Document Classification With Power Automate And Azure AI
Power Automate can perform document classification with the help of Azure AI. Document classification is when AI reviews a document and determines what type of document it is. The result also includes a confidence score. Once a document is classified we can tag it with the correct document type in SharePoint. We could also use it to choose the correct data extraction AI model to get data from the invoice.
Table of Contents
• Introduction: The Document Library With Automated Document Classification
• Open Azure AI Document Intelligence Studio
• Setup A New Project For The Custom Classification Model
• Label Sample Invoices With The Document Type
• Train The Document Classification Model
• Test The Document Classification Model
• Create A SharePoint Document Library For Document Classification
• Trigger A Power Automate Flow When A File Is Added
• Classify A Document Using The HTTP Action
• Obtain The Endpoint And The Subscription Key
• Get The Document Classification Result
• Update The Document Type And Confidence Score File Properties
• Run The Power Automate Flow To Classify A Document
Introduction: The Document Library With Automated Document Classification
Workers at an insurance company receive several types of documents and upload them to a SharePoint library. Once the invoice is uploaded Azure AI Document Intelligence classifies the document and writes its document type and confidence score to the file’s metadata in SharePoint
Open Azure AI Document Intelligence Studio
We will begin by training a custom classification model to identify document types. Go to Azure AI Document Intelligence Studio and choose custom classification model.
Then select Create a project.
Setup A New Project For The Custom Classification Model
To start a new project we must enter several details into a project setup wizard. On the Enter project details screen name the project Form Recognizer Tutorial.
Choose an Azure subscription, resource group and Form Recognizer Resource. If none exist, create new ones. Select the API version 2023-07-31 (3.1 General Availability).
Pick an existing storage account and blob containers or create a new ones. Leave the folder path as blank.

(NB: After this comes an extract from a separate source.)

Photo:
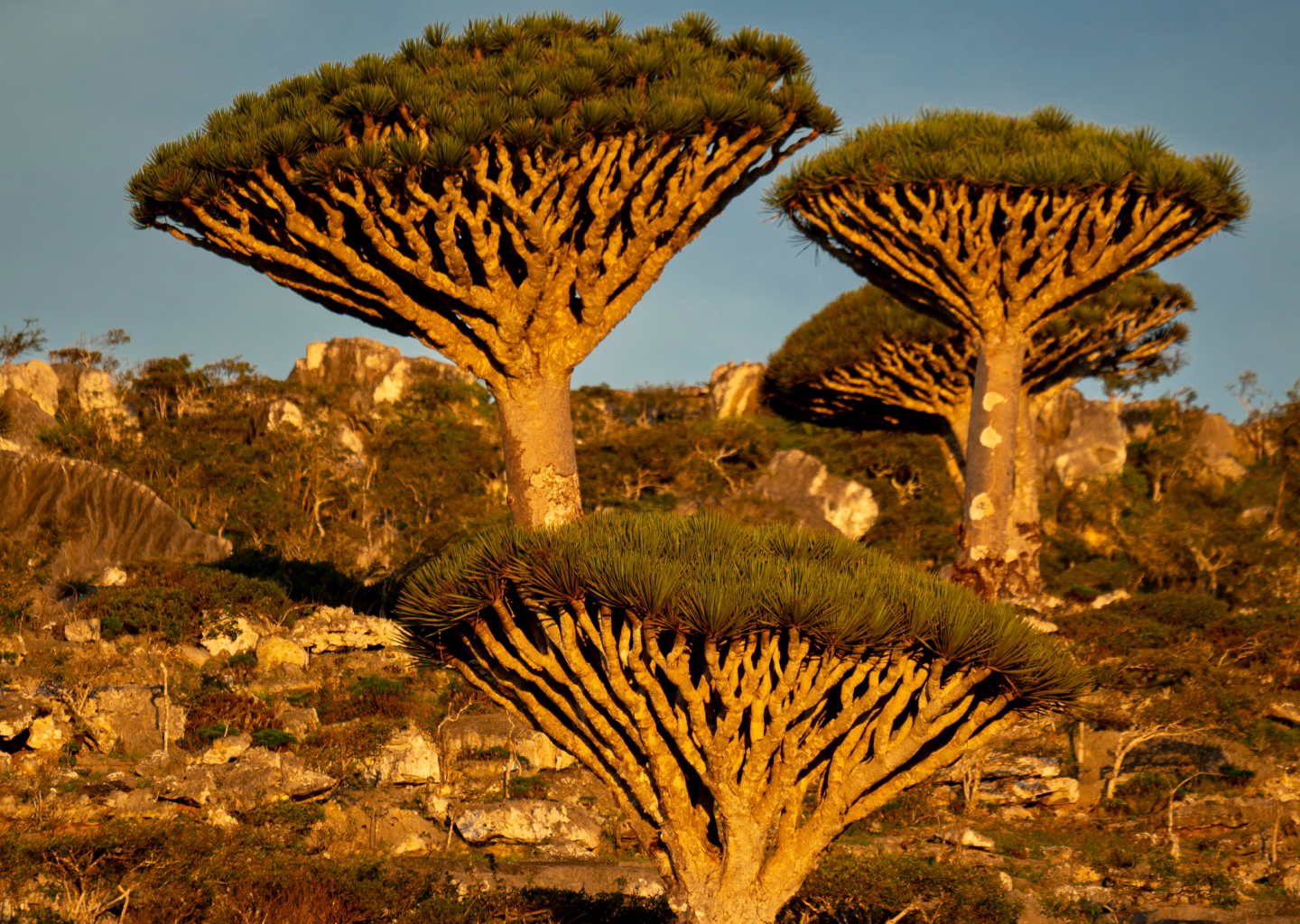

Press the Create Project button to exit the project setup wizard.
The new project will appear in the My Projects menu. Open the Form Recognizer Tutorial Project.
Label Sample Invoices With The Document Type
The Form Recognizer Tutorial project opens to the label data screen. On this screen we must upload a set of invoices. Download the invoices in this Github repository for use in this tutorial. Then drag and drop Contoso Invoices #1-5 into the file upload area.
Add a new document type named Contoso Invoice.
Then select each invoice one-by-one in the drag and drop area and select Contoso Invoice from the dropdown menu that appear. When we do this the invoice name appears under the document type on the right menu.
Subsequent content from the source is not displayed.